After graduating from Emerson College in 1950, Miller moved back to New York and became a freelance journalist, writing for such publications as The New York Times and Village Voice. She also hosted The Spoken Word, a radio show about poets and poetry that aired on classical music station WQXR.
In 1955, she married television director Robert Ellis Miller, whom she had met as a student when she auditioned for his production of The Man Who Came to Dinner, staged while he was president of the Harvard Radcliffe Dramatic Club. He survives her.
In the early 1970s, the couple moved to London, where Miller became the host of a Thames Television show, Americans Abroad, shot on location in various European capitals. A few years later, she and her husband returned to the U.S. This time, they were based in Los Angeles, where Robert moved from television into film.
Miller remained his valued collaborator on such pictures as The Heart Is a Lonely Hunter (1968), The Buttercup Chain (1970) and Reuben, Reuben (1983). She recalled the experience of attending Cannes with Buttercup Chain (a competition entry) as one of the highlights of her life.
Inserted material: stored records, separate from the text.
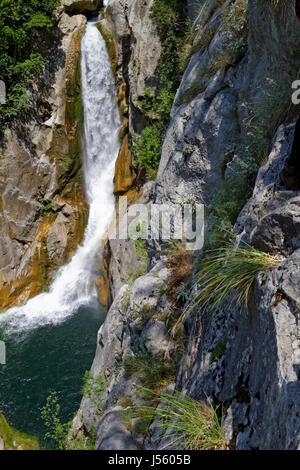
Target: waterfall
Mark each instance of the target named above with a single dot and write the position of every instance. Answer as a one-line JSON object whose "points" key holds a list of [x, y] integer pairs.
{"points": [[73, 285]]}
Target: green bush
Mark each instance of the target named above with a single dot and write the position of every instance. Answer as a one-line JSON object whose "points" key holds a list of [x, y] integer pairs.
{"points": [[21, 24]]}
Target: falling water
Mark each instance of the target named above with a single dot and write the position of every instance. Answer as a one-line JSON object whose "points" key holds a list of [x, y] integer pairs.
{"points": [[73, 285]]}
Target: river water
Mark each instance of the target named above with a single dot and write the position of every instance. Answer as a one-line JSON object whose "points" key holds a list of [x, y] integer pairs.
{"points": [[51, 340]]}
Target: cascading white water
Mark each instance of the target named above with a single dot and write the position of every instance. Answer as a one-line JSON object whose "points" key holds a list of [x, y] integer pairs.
{"points": [[73, 285]]}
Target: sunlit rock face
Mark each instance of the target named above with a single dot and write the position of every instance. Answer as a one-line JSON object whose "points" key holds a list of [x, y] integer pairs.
{"points": [[81, 5], [42, 207]]}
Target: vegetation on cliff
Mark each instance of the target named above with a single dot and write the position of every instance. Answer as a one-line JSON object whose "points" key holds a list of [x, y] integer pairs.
{"points": [[15, 440], [23, 30]]}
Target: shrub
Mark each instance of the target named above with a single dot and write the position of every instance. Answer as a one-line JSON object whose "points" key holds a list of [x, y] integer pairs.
{"points": [[94, 387], [51, 416], [192, 424]]}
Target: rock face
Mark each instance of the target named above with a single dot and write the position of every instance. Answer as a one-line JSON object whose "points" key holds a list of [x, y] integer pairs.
{"points": [[236, 57], [81, 5], [43, 212]]}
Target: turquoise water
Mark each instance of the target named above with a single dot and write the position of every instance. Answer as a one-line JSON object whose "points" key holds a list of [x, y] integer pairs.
{"points": [[46, 359]]}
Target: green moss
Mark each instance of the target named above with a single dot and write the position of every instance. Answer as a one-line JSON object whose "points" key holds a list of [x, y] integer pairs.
{"points": [[13, 439]]}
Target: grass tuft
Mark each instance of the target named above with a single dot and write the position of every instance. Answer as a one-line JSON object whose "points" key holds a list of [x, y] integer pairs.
{"points": [[228, 270], [193, 425]]}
At the same time, Miller launched her own company, PolaCo Productions, through which she made many well-regarded documentaries, including Fairy Tales for Adults Only, about the sexual themes lurking beneath seemingly innocent fairy tales; Sleep From A to Zzzz, a TV special that focused on dreams, drugs and sleep problems; and Backstage at the Zoo, a 12-part Family Channel series centered on saving endangered animals and the work done by zoologists in researching animal behavior.
She was honored by the Retinitis Pigmentosa Foundation and the National Endowment for the Arts for A Special Kind of Vision, screened as part of her PBS series, Winners.
Miller was especially proud of her efforts on behalf of others in the film industry. She founded and hosted annual screenings of foreign films for the AFI Associates through its Foreign Film Society, working with international filmmakers whose pictures often went on to earn Oscar nominations and Academy Awards. She was widely recognized for her work with Women in Film, whose International Summit Committee she founded.
She also is survived by her brother, physicist Chellis Chasman. A memorial service is being planned.